In a three-phase system, three circuit conductors carry three alternating currents (of the same frequency) which reach their instantaneous peak values at one third of a cycle from each other. Taking one current as the reference, the other two currents are delayed in time by one third and two thirds of one cycle of the electric current. This delay between phases has the effect of giving constant power transfer over each cycle of the current and also makes it possible to produce a rotating magnetic field in an electric motor.
Three-phase systems may have a neutral wire. A neutral wire allows the three-phase system to use a higher voltage while still supporting lower-voltage single-phase loads. In high-voltage distribution situations, it is common not to have a neutral wire as the loads can simply be connected between phases (phase-phase connection).
Three-phase has properties that make it very desirable in electric power systems:
The phase currents tend to cancel out one another, summing to zero in the case of a linear balanced load.
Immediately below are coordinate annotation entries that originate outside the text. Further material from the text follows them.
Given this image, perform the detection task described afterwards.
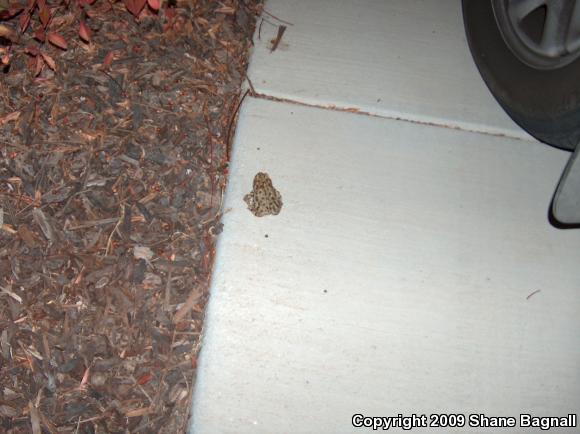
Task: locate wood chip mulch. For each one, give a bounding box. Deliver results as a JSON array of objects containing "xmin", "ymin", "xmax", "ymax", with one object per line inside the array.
[{"xmin": 0, "ymin": 0, "xmax": 261, "ymax": 434}]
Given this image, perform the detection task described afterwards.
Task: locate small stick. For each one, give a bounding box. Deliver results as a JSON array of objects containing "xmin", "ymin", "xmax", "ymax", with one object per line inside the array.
[
  {"xmin": 226, "ymin": 89, "xmax": 250, "ymax": 161},
  {"xmin": 262, "ymin": 9, "xmax": 294, "ymax": 26},
  {"xmin": 270, "ymin": 26, "xmax": 286, "ymax": 53},
  {"xmin": 526, "ymin": 289, "xmax": 541, "ymax": 300}
]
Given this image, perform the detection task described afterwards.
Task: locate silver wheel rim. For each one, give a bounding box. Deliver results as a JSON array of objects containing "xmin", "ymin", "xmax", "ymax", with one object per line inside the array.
[{"xmin": 492, "ymin": 0, "xmax": 580, "ymax": 69}]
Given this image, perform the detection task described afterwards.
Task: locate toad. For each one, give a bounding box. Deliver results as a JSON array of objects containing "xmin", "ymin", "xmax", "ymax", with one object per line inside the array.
[{"xmin": 244, "ymin": 172, "xmax": 282, "ymax": 217}]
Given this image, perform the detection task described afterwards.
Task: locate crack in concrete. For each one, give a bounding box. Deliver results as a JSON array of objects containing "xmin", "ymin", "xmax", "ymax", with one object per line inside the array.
[{"xmin": 248, "ymin": 88, "xmax": 534, "ymax": 142}]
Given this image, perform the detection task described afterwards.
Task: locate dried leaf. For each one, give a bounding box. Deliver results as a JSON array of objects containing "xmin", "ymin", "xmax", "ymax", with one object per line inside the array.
[
  {"xmin": 103, "ymin": 51, "xmax": 115, "ymax": 69},
  {"xmin": 20, "ymin": 10, "xmax": 31, "ymax": 33},
  {"xmin": 0, "ymin": 110, "xmax": 21, "ymax": 126},
  {"xmin": 215, "ymin": 6, "xmax": 236, "ymax": 15},
  {"xmin": 39, "ymin": 2, "xmax": 51, "ymax": 29},
  {"xmin": 40, "ymin": 52, "xmax": 56, "ymax": 71},
  {"xmin": 32, "ymin": 208, "xmax": 55, "ymax": 242},
  {"xmin": 0, "ymin": 24, "xmax": 18, "ymax": 42},
  {"xmin": 34, "ymin": 27, "xmax": 46, "ymax": 42},
  {"xmin": 34, "ymin": 56, "xmax": 44, "ymax": 77},
  {"xmin": 125, "ymin": 0, "xmax": 147, "ymax": 17},
  {"xmin": 0, "ymin": 5, "xmax": 24, "ymax": 20},
  {"xmin": 18, "ymin": 225, "xmax": 38, "ymax": 249},
  {"xmin": 79, "ymin": 20, "xmax": 91, "ymax": 42},
  {"xmin": 133, "ymin": 246, "xmax": 153, "ymax": 262},
  {"xmin": 46, "ymin": 32, "xmax": 68, "ymax": 50},
  {"xmin": 147, "ymin": 0, "xmax": 161, "ymax": 11}
]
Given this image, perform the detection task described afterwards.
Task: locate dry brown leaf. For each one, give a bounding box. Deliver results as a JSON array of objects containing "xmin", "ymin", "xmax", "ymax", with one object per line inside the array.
[
  {"xmin": 79, "ymin": 20, "xmax": 91, "ymax": 42},
  {"xmin": 0, "ymin": 110, "xmax": 20, "ymax": 126},
  {"xmin": 46, "ymin": 32, "xmax": 68, "ymax": 50},
  {"xmin": 40, "ymin": 52, "xmax": 56, "ymax": 71},
  {"xmin": 0, "ymin": 24, "xmax": 18, "ymax": 42}
]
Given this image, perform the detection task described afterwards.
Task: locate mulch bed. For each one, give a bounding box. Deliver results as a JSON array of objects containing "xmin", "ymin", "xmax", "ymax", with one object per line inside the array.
[{"xmin": 0, "ymin": 0, "xmax": 261, "ymax": 434}]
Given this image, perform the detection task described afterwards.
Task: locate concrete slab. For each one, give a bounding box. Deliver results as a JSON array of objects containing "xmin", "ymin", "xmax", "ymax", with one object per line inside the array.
[
  {"xmin": 192, "ymin": 99, "xmax": 580, "ymax": 434},
  {"xmin": 248, "ymin": 0, "xmax": 530, "ymax": 139}
]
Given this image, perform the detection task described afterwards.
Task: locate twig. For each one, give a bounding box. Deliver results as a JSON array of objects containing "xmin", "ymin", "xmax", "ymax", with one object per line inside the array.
[
  {"xmin": 246, "ymin": 75, "xmax": 257, "ymax": 97},
  {"xmin": 270, "ymin": 26, "xmax": 286, "ymax": 53},
  {"xmin": 226, "ymin": 89, "xmax": 250, "ymax": 161},
  {"xmin": 262, "ymin": 9, "xmax": 294, "ymax": 26},
  {"xmin": 526, "ymin": 289, "xmax": 541, "ymax": 300}
]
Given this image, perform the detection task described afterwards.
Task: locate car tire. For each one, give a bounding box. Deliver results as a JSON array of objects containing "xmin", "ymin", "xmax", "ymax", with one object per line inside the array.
[{"xmin": 463, "ymin": 0, "xmax": 580, "ymax": 150}]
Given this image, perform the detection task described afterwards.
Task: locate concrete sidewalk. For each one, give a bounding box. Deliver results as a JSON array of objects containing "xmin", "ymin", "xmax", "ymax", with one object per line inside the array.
[{"xmin": 191, "ymin": 0, "xmax": 580, "ymax": 434}]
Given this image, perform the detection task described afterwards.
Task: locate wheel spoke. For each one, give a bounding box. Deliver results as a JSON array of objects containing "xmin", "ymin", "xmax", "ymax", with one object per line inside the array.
[
  {"xmin": 508, "ymin": 0, "xmax": 547, "ymax": 22},
  {"xmin": 540, "ymin": 0, "xmax": 571, "ymax": 56}
]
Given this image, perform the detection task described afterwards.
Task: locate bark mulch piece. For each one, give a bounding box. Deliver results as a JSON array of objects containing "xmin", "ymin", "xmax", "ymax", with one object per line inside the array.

This makes it possible to reduce the size of the neutral conductor; all the phase conductors carry the same current and so can be the same size, for a balanced load.
Power transfer into a linear balanced load is constant, which helps to reduce generator and motor vibrations.
Three-phase systems can produce a magnetic field that rotates in a specified direction, which simplifies the design of electric motors.
Most household loads are single-phase. In North American single-family dwellings, three-phase power generally does not enter the home; multiple-unit apartment blocks may have three-phase power but three-phase power is not used for household appliances. Utilities that supply three-phase power for lower-load-density area homes typically distribute only one phase to individual loads. Some large European appliances may be powered by three-phase power, such as electric stoves and clothes dryers.
Wiring for the three phases is typically identified by color codes which vary by country. Connection of the phases in the right order is required to ensure correct rotation of three-phase motors. For example, pumps and fans may not work in reverse. Maintaining the identity of phases is required if there is any possibility two sources can be connected at the same time; a direct interconnection between two different phases is a short-circuit.